Differences between Hardware RAID, HBAs, and Software RAID
With Windows Home Server 2011 coming out in the near future many less experienced home users are looking into RAID subsystems to create larger storage pools. This is a segment where without a very solid basic understanding of what the technologies involved are, a user can make a purchasing decision detrimental to their machine’s ultimate performance and data security. It is important that a user understands the relative strengths and weaknesses of different RAID philosophies, software RAID, “Fake-RAID”, and hardware RAID.

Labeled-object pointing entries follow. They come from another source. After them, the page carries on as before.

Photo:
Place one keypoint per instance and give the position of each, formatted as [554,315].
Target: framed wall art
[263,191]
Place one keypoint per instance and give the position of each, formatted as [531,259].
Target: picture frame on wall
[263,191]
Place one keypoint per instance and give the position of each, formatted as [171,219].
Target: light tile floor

As an example, a favorite site of mine, HomeServerShow recently reviewed a low cost Fake-RAID solution, the HighPoint 2680 SGL as an alternative to onboard RAID (appears to be the P55′s BD82P55 PCH’s controller from the pictures.) The review did a fairly good job of explaining the merits of an add-in controller such as, portability between motherboard vendors (one can easily migrate ICH9R to ICH10R RAID arrays for example, but not ICH10R to AMD motherboards, this card can transcend motherboard manufacturer differences), additional ports using SFF-8087 connectors, and potentially better RAID rebuild times. What it did not mention is that the the HighPoint’s onboard Marvell 88SE6485 is actually a simple I/O controller, and not a RAID on Chip solution making the HighPoint card a “Fake-RAID” solution.
This has been an article I have been considering doing for a long time, but with Windows Home Server 2011 being a hot topic it is more important than ever. This piece is really a high level overview that will not cover every RAID incarnation out there and cover them in-depth. Rather, this is to help guide the hardware purchasing decisions.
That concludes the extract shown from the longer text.